Wilson Lands $10M Grant

Oct 26, 2015
In The News

Wilson officials learned early Monday morning that the city was successful in pulling in a $10 million federal grant that will lead to much-anticipated improvements to the U.S. 301 corridor. 

U.S. Rep. G.K. Butterfield, D-Wilson, notified city officials, including Mayor Bruce Rose, about the grant award during a 10 a.m. conference call. The city is set to receive a $10 million Transportation Investment Generating Economic Recovery (TIGER) VII grant. The city of Wilson will add $3 million to the project, increasing its overall value to $13 million. 

The scope of the project includes intersection improvements, medians, sidewalks, walking paths and drainage. The work zone will be along U.S. 301 from Lipscomb Road to Black Creek Church Road. 

The goals are to make the area safer for pedestrians and traffic while also encouraging new investment and development. Sidewalks will connect to Wilson Community College’s new Lee Campus, which will help connect city residents to job-training opportunities. 
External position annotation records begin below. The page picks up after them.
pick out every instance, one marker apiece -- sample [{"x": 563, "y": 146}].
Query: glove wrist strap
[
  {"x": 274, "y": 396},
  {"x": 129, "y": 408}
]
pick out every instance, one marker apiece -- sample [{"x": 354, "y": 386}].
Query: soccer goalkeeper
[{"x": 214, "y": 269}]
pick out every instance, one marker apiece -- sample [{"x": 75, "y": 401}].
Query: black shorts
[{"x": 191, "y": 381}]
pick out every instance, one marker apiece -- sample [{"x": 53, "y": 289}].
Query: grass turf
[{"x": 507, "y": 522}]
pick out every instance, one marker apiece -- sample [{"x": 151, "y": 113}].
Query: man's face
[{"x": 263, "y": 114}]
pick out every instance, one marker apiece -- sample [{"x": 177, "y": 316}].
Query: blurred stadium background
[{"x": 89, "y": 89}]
"Improvement of the highway is a top priority for the city,” said Rodger Lentz, Wilson’s chief planning and development officer. "This grant will help us implement neighborhood revitalization goals adopted by Mayor Rose and city council in the 2030 comprehensive plan. When completed, the project will make a difference for the residents and businesses along the highway.” 
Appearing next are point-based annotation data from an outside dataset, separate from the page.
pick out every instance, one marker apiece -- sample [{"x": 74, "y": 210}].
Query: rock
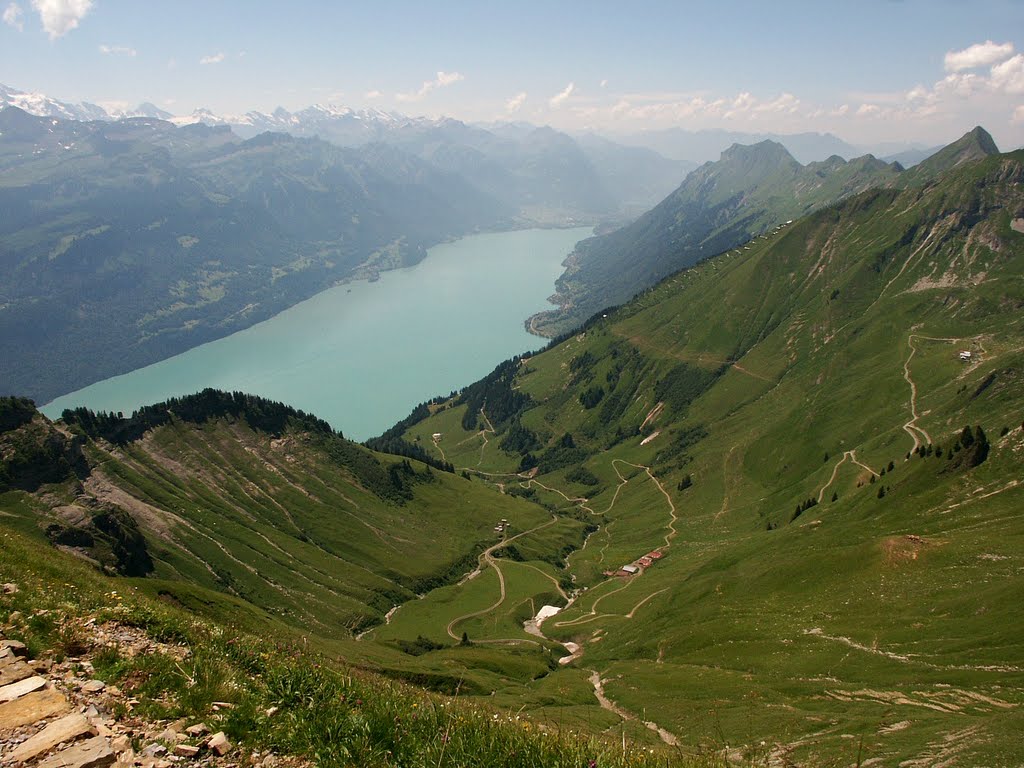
[
  {"x": 15, "y": 647},
  {"x": 218, "y": 743},
  {"x": 15, "y": 690},
  {"x": 14, "y": 670},
  {"x": 93, "y": 753},
  {"x": 32, "y": 708},
  {"x": 67, "y": 728}
]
Butterfield said the grant request was scaled back from an original $16 million project, which included $2 million in city funding. He also said the federal grant will be entirely used for transportation improvements. 

"I have lived in east Wilson all my life so, certainly, I understand the need of economic development,” Butterfield said. "This will be a partnership between the city and the federal government to invest in infrastructure in east Wilson that will lead to a better quality of life and the creation of jobs. A $10 million grant is significant.” 

Butterfield praised the work of city staff in preparing a competitive application to the U.S. Department of Transportation. He also credited the work of others, including the original U.S. 301 task force that first took up concerns and sought solutions to one of the city’s oldest thoroughfares. 

"This was a collaborative effort between a lot of entities,” Butterfield said. "The people of east Wilson will feel the benefits of this program for years to come.” 

Butterfield has been involved in advocating for Wilson’s TIGER grant application. He sent two letters of support to U.S. DOT officials and met several times with Transportation Secretary Anthony Foxx to discuss the positive impacts the project would have on the local economy. 

The TIGER grant is the first of its kind for the city of Wilson, which has sought for years to find a significant source of money to make improvements to the U.S. 301 corridor. The grant is part of $500 million in TIGER grants that will be announced nationwide this week by DOT. 

"This is a fantastic day for the city of Wilson,” Mayor Bruce Rose said. "We’ve been working many years to improve the appearance of U.S. 301, and we hope it will bring more jobs and shopping to that corridor. We can do much more with this grant than we could with city money.” 

Also on the morning conference call was Lentz, Councilman A.P. Coleman and Councilman Derrick Creech. Coleman and Creech’s districts include U.S. 301. 

"I am definitely excited and pleased,” Creech said. "It’s a new day for east Wilson and all of Wilson. This is going to lead to a better future for the people in my district.” 

The city applied for the grant earlier this year, after holding a community meeting to gather ideas and input. City officials learned last week that the project became a finalist for the grant. 

Butterfield said the city can apply for another TIGER grant in the future, but the chances of receiving one become harder. He said he will encourage Wilson leaders to seek a variety of other grant funding sources. 

"This is going to make the entire area look better,” Coleman said. "It’s going to be more inviting to visitors and more inviting to us who live here.” 

The city still needs to work out an agreement with DOT for the project’s timeline. Work could begin as early as 2016, and the project will need to be completed by 2022.